Introduce Reward Vesting: Implement a vesting period for rewards to discourage short-term staking behavior. Rewards earned could be released linearly over a set period (e.g., 30 days) after they are accrued. Early withdrawal of stakes could result in forfeiting unvested rewards or some type of penalty.
Snapshots for Reward Calculations: Implement a system of periodic snapshots of user stakes. Calculate rewards based on these snapshots rather than instantaneous balances. This approach can help mitigate the impact of rapid stake/unstake actions.
Dynamic Reward Rate Adjustment: Implement a mechanism that adjusts the reward rate based on the total staked amount and its stability over time. This could help balance rewards when there are significant fluctuations in the staking pool.

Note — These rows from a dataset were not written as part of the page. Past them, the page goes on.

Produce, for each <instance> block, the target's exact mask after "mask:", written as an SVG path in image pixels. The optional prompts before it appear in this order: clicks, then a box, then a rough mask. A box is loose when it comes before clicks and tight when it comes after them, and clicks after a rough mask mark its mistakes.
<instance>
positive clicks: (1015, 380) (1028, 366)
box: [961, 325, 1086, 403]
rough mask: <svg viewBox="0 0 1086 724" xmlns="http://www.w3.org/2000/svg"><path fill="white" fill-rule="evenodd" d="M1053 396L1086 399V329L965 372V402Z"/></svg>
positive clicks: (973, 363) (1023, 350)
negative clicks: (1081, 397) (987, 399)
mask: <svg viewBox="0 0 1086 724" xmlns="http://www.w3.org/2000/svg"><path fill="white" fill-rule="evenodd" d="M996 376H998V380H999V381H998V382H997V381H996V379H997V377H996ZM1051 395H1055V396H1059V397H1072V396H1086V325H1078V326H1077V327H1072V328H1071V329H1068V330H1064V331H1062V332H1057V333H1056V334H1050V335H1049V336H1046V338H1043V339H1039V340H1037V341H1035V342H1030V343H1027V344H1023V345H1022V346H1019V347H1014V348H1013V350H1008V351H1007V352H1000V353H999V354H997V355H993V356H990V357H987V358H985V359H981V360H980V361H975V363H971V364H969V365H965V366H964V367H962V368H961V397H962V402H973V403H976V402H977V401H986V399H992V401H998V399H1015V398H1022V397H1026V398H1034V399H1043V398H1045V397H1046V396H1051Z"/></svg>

Incremental Reward Distribution: Instead of accumulating rewards and allowing claims at any time, distribute rewards incrementally (e.g., daily or weekly). This approach can help ensure that rewards more accurately reflect a user's stake over time.
Two-Tiered Staking System: Create two staking tiers: a flexible tier with lower rewards and a locked tier with higher rewards. The locked tier would require tokens to be staked for a minimum period, enforcing long-term participation for maximum rewards.